Myth 1: Potatoes and bread are fattening.
Actually: It's just the opposite. Starchy vegetables and bread (whole-grain bread, that is) are quality carbs needed to fuel every part of you, from your brain to your muscles. Where you can get into trouble is how you eat them: Smear butter on a slice of whole wheat bread or deep-fry potatoes and you can double, triple, or quadruple their calories.
Myth 2: Drinking a glass of water before a meal curbs appetite.
Actually: Yes and no. Water tames appetite if it's incorporated into food, such as soup or a thick drink (think V8 juice). Apparently, when water is bound to food, digestion is slower, explains Elizabeth Somer, RD, author of 10 Habits That Mess Up a Woman's Diet. That's why in one study women found chicken-rice soup more satisfying than chicken-rice casserole and a glass of water--even though the soup had 27% fewer calories! One exception to this rule: Because it's easy to confuse hunger and thirst, if you find yourself craving something--but what?--drink a big glass of water and wait a few minutes. You may find that's what you really wanted.

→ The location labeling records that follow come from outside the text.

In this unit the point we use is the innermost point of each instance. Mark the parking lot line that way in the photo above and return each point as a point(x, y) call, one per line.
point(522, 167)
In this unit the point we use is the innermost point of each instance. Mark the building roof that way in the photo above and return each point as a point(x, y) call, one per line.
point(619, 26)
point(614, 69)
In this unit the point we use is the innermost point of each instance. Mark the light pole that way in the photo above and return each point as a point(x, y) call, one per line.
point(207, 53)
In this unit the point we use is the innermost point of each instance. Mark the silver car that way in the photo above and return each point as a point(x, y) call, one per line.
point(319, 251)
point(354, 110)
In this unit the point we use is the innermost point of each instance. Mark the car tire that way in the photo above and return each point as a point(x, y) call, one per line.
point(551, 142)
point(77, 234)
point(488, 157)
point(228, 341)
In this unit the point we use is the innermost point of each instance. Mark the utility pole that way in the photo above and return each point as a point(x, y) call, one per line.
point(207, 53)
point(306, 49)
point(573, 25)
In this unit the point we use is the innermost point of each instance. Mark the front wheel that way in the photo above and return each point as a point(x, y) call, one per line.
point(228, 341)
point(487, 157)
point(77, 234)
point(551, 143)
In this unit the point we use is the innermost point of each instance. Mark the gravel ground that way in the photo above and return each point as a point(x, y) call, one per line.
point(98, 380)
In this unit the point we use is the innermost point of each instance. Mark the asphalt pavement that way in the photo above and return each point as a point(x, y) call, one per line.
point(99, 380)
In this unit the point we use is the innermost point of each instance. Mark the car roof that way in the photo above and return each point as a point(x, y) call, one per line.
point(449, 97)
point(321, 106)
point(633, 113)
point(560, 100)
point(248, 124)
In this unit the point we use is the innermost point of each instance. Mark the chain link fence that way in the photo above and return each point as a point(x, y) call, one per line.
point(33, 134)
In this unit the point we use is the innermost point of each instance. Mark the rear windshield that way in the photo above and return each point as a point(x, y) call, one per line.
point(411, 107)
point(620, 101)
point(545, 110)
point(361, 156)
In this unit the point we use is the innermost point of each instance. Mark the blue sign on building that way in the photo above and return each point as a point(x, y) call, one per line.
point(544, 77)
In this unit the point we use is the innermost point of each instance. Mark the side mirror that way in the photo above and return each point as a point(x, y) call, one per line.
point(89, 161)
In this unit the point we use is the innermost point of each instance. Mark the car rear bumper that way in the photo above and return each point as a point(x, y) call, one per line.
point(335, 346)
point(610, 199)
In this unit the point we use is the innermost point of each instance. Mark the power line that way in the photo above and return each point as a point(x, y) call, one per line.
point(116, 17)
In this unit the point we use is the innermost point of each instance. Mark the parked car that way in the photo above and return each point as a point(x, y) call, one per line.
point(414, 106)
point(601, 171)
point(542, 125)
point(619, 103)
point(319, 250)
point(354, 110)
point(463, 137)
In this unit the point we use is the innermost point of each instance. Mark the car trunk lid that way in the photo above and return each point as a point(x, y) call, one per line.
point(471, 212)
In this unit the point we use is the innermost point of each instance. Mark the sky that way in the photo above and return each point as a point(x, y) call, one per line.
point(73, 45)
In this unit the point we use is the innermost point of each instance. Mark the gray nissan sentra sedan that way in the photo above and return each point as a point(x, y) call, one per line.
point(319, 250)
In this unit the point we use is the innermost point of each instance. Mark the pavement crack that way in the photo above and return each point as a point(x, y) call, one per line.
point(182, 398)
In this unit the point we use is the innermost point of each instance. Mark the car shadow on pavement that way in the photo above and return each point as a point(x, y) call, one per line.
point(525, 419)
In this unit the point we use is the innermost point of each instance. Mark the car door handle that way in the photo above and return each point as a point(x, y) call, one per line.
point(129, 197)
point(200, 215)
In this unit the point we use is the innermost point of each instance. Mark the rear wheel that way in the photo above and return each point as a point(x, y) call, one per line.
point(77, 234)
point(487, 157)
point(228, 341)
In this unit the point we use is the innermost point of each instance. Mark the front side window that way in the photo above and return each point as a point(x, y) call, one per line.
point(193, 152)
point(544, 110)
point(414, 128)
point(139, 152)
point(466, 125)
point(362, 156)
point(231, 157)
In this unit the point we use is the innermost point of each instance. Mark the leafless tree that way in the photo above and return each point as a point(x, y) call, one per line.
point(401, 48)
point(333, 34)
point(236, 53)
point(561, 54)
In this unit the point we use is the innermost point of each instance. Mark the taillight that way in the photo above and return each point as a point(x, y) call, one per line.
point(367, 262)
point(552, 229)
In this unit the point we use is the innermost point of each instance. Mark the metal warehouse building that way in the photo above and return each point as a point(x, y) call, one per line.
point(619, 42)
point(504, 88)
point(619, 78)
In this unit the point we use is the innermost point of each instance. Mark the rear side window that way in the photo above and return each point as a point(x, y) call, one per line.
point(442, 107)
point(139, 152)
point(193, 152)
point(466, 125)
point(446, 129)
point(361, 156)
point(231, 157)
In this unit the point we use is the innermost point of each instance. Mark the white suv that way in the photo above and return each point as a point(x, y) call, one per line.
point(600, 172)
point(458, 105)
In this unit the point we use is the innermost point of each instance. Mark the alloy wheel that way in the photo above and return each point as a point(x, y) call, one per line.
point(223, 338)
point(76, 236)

Myth 3: Shellfish is high in cholesterol.
Actually: On one hand it's true, just three ounces of shrimp deliver more than a third of your daily cholesterol, but there's a surprising flip side to this story: Shrimp are low in saturated fat--the kind that becomes artery-clogging bad cholesterol--and they have a smidgeon of heart-healthy omega-3s. In fact, University of Southern California researchers discovered eating shellfish, such as shrimp, every week reduced heart attack risk by 59%!

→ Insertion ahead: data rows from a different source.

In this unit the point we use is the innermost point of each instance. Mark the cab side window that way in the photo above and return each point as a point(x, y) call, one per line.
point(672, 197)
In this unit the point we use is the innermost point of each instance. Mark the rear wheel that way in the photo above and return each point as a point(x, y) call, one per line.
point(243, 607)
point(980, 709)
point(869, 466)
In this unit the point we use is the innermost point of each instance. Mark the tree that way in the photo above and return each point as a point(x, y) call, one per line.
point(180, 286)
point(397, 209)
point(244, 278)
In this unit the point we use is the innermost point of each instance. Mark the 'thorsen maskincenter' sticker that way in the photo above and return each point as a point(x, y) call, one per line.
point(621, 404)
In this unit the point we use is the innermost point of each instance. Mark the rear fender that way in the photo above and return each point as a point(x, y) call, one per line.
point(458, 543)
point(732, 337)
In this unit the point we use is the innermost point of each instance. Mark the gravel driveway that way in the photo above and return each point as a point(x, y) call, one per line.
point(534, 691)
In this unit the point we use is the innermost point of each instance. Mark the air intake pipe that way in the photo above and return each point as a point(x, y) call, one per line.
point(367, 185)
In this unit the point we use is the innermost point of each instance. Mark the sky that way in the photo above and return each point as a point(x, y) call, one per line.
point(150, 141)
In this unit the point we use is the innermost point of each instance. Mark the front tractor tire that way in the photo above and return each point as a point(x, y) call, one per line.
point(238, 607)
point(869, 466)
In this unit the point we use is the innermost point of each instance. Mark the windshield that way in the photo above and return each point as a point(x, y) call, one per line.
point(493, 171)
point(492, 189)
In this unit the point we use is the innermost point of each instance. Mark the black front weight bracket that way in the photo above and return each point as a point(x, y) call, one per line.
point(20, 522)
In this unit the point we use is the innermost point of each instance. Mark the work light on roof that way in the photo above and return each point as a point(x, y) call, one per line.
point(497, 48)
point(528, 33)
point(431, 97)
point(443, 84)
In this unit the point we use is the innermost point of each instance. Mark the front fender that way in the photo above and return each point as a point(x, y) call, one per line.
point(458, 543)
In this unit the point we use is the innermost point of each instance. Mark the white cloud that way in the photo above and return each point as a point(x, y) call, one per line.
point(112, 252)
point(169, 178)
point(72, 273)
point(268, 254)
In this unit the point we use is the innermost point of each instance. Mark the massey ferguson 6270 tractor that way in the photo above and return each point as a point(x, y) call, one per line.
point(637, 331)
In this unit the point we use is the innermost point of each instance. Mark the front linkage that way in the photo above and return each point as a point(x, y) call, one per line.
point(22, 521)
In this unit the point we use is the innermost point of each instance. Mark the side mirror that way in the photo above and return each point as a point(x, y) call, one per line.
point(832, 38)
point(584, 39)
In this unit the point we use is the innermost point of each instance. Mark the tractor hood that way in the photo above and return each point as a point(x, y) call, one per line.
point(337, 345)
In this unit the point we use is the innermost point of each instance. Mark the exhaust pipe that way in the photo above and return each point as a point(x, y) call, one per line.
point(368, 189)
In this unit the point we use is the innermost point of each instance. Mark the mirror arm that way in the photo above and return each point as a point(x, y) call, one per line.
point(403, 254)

Myth 4: The occasional burger and fries won't kill you.
Actually: If "occasional" means every Friday night, then no. But if it means every few months, and you're fit, and you've got good "numbers" (weight, waist size, cholesterol, blood pressure) AND you're chowing down on vegetables, whole grains, nuts, and other nutritious fare most other days, hey, you'll live. But few of us are that perfect. If you do occasionally indulge? Offset the effects of a fat fiesta with a brisk, 90-minute walk afterward.

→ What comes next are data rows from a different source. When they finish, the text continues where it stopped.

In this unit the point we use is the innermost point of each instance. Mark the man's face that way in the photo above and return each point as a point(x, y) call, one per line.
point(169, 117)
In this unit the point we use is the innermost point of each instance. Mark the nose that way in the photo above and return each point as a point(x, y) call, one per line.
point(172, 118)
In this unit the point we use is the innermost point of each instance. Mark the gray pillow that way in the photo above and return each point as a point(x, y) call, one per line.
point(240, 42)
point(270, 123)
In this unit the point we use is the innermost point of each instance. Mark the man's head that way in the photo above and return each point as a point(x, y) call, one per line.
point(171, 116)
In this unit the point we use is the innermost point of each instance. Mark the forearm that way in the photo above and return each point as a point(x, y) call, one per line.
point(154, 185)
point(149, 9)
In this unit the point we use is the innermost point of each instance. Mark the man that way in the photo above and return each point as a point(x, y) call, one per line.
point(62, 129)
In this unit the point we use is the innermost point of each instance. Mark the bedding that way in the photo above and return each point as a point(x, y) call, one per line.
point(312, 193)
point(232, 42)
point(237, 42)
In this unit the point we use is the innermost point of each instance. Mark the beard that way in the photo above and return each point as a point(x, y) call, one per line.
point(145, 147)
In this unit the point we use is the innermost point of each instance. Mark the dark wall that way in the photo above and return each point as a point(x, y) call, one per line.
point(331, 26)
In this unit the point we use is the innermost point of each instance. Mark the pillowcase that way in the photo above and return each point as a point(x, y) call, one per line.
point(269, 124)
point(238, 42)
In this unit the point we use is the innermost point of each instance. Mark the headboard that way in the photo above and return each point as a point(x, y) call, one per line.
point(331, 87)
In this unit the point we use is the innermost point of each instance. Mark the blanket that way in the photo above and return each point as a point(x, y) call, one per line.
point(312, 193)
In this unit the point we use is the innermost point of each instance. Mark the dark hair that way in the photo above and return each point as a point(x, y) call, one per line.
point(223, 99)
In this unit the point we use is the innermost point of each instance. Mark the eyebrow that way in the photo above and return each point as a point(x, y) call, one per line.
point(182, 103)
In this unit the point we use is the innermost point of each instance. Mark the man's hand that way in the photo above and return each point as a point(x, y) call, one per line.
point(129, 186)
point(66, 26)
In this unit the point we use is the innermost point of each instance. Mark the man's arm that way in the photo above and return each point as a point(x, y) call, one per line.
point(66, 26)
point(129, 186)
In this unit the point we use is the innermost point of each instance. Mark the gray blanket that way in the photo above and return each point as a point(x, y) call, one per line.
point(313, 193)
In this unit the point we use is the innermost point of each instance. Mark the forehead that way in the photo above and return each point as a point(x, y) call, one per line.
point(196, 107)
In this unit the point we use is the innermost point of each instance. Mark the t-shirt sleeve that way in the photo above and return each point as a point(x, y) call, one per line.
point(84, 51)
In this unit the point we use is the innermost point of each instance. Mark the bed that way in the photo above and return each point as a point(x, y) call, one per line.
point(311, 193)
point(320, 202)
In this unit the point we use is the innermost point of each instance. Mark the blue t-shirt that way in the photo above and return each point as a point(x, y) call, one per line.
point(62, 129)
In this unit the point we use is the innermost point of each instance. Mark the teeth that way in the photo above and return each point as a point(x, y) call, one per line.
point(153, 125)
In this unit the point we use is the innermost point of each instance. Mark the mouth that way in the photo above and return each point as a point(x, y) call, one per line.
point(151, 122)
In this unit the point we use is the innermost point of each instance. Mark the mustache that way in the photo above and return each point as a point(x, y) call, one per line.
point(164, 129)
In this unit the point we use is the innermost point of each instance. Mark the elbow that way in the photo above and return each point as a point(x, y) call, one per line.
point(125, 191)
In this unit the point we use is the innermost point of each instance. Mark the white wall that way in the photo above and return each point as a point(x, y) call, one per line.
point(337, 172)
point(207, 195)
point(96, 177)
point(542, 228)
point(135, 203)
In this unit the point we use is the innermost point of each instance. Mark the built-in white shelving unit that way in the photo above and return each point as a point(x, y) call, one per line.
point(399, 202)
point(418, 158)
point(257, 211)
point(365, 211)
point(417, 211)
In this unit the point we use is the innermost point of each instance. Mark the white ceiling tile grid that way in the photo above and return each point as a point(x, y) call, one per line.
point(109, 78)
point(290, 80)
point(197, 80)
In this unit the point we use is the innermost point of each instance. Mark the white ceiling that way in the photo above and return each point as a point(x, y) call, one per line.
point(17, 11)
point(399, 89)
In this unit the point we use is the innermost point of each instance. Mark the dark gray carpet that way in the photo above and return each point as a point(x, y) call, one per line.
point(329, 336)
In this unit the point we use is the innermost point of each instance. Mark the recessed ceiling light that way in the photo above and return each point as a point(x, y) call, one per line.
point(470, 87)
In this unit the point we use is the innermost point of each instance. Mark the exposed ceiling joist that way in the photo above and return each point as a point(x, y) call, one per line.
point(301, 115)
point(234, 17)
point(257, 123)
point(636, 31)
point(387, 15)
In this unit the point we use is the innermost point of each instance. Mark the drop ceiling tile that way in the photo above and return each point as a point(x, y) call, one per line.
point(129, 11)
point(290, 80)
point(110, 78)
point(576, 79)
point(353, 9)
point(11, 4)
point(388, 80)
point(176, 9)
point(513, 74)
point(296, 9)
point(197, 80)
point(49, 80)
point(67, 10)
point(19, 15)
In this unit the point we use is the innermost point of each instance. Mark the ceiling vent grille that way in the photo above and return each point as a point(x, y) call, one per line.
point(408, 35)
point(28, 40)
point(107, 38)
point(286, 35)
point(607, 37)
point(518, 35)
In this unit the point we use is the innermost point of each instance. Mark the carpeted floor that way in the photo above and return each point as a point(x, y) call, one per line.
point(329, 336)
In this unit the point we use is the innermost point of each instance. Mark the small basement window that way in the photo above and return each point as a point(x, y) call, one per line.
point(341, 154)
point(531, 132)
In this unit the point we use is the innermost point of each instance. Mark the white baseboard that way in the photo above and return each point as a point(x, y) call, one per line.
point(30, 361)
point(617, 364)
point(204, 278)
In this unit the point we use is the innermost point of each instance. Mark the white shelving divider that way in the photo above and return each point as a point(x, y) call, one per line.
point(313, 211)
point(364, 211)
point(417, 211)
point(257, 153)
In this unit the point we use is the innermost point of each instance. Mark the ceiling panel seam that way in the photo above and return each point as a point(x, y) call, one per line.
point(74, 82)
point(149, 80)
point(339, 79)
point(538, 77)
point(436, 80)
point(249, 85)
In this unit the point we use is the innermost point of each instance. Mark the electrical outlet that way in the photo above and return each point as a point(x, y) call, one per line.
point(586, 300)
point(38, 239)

Myth 5: Women naturally gain weight after menopause.
Actually: While you can blame a lot of things on hormones (from acne to PMS), in this case slowing down physically is far more likely at fault. Study after study has found that older women who exercise regularly and vigorously maintain their girlish figures. What about those charts that say as you get older, you need to eat fewer calories to simply maintain your weight? Same story. The research doesn't show that age (instead of inactivity) accounts for the drop.
Myth 6: Diet soda is better than the real thing.
Actually: Soft drinks now outrank coffee as America's favorite beverage, but we all would be better off switching to water, diluted juice, and green tea than drinking either diet or regular soda. Both increase kidney and heart disease risk, plus they contain acids that erode tooth enamel, inviting cavities.